Cheap oil helped cut Kenya’s import bill 4.4 per cent to Sh1.2 trillion between January and October last year, offering much-needed support to the shilling and cushioning consumers from a steep rise in commodity prices.

The commodity accounts for about a fifth of the country’s import bill.

READ: Lower oil prices set to ease Kenya’s import bill in 2016

The World Bank holds that cheaper oil prices could help power growth but has faulted the ERC’s price caps for being high compared to global trends.

Mr Mutoro reckons that petroleum prices should be left to the market forces of demand and supply.

The ERC has insisted its reviews are transparent and guided by global prices and forex exchange.

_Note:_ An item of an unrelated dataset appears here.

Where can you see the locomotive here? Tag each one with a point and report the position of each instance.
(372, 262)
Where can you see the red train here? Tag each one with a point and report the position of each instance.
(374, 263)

The regulator says it uses Platts — a US-based source of global oil information — to benchmark local prices for refined petroleum as opposed to crude prices.

This is because Kenya imports all its refined petroleum following the closure of the country’s only refinery, the Kenya Petroleum Refineries Ltd, in September 2013, denying the country the full benefits of the lower crude oil prices.

Fuel attracts multiple charges which consumers pay for at the retail pump.

Excise duty on petrol is Sh19.89 a litre while the levy on diesel is Sh10.3. kerosene is zero-rated. Petrol and diesel also attract a road levy charge of Sh12 a litre that is not applied to kerosene.

Added to the fuel charges are profit margins for oil marketers, which the ERC has set at Sh7 a litre for wholesale and Sh3.89 for retail.